Maybe I'm getting old, but I often find this pace of communication far too intense and fragmented. Especially when I'm at breaking point, I need quality rather than quantity communication. What happened to the good old heart-to-hearts, those intimate conversations over a glass of wine that dragged into the wee hours? The eye-to-eye contact?
Happy people only
On Facebook there seems to be a tacit understanding that you should only share things that are positive, or funny, or critical of an issue but not on a personal level. Personal negatives are to be kept private so as not to spoil everyone's fun, although some would argue that seeing our friends 'happy' on Facebook can actually make us sad.
There's no room for sorrow, except communal sadness, like shared grief over the death of a celebrity. Facebook is a massive playground where everyone comes out to play, and anyone spoiling the fun will be blocked out of the game.
The rule is "don't be an attention-seeking bitch", although the irony is that everyone is doing just that – hoping for an audience, for "likes" and comments.
So where do depressed people go?
Isolation
At a time when we socialise and share far more online than anywhere else, I wonder how much social media is responsible for making people feel ostracised and inadequate for not being "as happy as they should". If people can't come to the common playground to declare they're as depressed as hell, for fear of making themselves unpopular, the only alternative is to hide behind a curtain of silence.
There is also the question of how much to share.
Your boss, your colleagues past and present, your exes' family and friends, your ultra conservative friend of yore, your parents and siblings may all be on your Facebook network. Where do you draw the line on what you share? The flip side of sharing too much is not sharing at all. Or sharing only the innocuous, harmless and superficial stuff, which do not give away how you're feeling, even if you've just swallowed an entire bottle of sleeping pills because there was no one "real" to talk to.
Help, I need somebody...
Wanting to talk is not about soliciting attention; it is about having your negative feelings acknowledged and understood, feeling less alone in the darkness, seeking reprieve from the hell you keep getting sucked into. Yet many a cry for help falls into deaf ears.
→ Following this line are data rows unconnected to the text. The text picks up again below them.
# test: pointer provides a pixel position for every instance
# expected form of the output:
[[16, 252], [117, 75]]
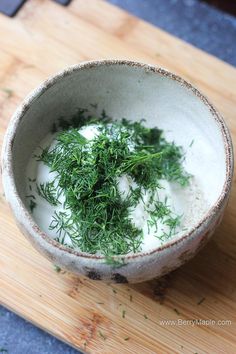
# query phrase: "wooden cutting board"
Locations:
[[92, 316]]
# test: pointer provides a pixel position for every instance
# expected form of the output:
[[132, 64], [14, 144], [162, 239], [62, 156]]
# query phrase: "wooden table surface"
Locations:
[[42, 39]]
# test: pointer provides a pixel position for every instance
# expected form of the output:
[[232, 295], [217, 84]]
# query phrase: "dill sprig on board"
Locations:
[[96, 217]]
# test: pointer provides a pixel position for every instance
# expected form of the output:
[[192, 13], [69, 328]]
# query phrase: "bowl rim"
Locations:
[[7, 155]]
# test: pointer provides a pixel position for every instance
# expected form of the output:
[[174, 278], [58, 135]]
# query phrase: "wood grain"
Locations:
[[41, 40]]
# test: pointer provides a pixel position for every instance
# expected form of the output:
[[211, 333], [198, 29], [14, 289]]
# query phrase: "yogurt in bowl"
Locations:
[[135, 91]]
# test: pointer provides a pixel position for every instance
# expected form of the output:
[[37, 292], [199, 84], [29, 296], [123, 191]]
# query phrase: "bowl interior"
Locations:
[[133, 92]]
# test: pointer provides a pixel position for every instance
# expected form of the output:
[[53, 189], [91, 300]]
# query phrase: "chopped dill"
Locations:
[[102, 335], [95, 216]]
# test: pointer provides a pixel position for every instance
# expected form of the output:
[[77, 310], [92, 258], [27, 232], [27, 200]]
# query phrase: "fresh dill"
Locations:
[[95, 216], [102, 335]]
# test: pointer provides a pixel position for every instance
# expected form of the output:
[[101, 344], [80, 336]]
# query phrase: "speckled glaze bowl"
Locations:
[[132, 90]]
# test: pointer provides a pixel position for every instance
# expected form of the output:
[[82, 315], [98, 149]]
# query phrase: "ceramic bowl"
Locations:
[[132, 90]]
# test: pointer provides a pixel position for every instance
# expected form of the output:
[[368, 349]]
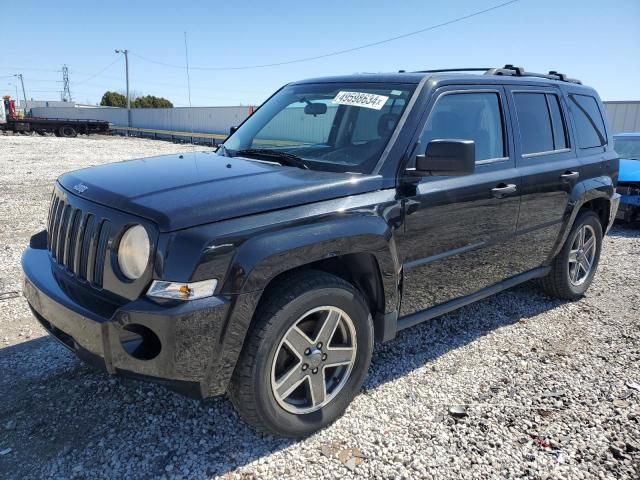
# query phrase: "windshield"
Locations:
[[628, 148], [331, 126]]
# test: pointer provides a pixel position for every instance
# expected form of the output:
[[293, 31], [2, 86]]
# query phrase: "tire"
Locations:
[[68, 131], [562, 281], [267, 363]]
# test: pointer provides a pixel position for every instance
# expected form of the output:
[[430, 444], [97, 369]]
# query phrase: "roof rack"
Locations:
[[520, 72], [444, 70], [508, 70]]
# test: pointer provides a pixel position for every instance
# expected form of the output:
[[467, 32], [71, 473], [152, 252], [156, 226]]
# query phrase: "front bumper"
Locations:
[[196, 356]]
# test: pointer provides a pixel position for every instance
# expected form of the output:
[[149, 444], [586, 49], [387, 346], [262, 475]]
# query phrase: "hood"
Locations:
[[629, 170], [180, 191]]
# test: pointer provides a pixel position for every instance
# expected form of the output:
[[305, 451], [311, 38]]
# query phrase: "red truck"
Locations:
[[60, 127]]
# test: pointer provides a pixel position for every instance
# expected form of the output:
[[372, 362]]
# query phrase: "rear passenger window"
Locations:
[[557, 121], [468, 116], [534, 121], [589, 123], [542, 127]]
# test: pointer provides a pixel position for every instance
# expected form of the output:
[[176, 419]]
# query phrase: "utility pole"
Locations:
[[66, 91], [126, 66], [24, 95]]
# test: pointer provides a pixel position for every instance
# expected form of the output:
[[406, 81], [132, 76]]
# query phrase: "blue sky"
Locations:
[[594, 40]]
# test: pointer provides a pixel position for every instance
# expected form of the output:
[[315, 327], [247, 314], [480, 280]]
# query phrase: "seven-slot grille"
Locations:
[[77, 240]]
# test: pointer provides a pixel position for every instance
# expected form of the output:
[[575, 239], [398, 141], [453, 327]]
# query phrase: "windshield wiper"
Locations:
[[283, 158]]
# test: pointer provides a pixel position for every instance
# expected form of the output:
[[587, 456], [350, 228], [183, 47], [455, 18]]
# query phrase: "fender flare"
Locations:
[[582, 193], [262, 258]]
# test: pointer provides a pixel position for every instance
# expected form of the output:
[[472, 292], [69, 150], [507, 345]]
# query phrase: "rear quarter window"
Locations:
[[588, 119]]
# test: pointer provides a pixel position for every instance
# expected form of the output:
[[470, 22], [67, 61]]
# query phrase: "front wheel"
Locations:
[[572, 271], [68, 131], [306, 356]]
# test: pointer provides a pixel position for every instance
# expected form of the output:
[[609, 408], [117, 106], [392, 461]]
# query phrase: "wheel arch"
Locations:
[[595, 195]]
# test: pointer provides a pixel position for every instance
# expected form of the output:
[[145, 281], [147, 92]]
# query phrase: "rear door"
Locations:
[[459, 231], [550, 169]]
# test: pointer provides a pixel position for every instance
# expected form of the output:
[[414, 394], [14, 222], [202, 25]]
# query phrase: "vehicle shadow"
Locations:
[[66, 416]]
A few days ago I saw a journalist on Twitter reacting to someone's tweet "Why is it a bad thing if people kill themselves? If living is total agony it's sadistic to maintain life," with the comment: "I assume you are trolling?" This, only a day after the journalist had tweeted the Samaritan's guidelines on reporting suicide. It was clear to me the person wasn't a troll at all; just a depressed person needing to vent.
What is the point of a journalist sticking to best practice codes on reporting suicide if they cannot even empathise with the suicidal?
Clown
I am not suggesting depressed people can be effectively stopped from harming themselves by being showered with sympathy on Facebook or Twitter; they'd probably be best helped by a trained mental health professional. But since so much communication already happens on social media, we need to remind ourselves that sometimes all people need is a little space and the right to say "I'm hurting and I need help," without being ridiculed in return.
The suicide of Robin Williams is particularly tragic because he was a man who made a living out of making people laugh. Just because someone is always cracking jokes, it doesn't mean they can see the funny side of their own life.
Is a clown really laughing or is his face a weeping one?
Please let us judge less, listen more. With open hearts.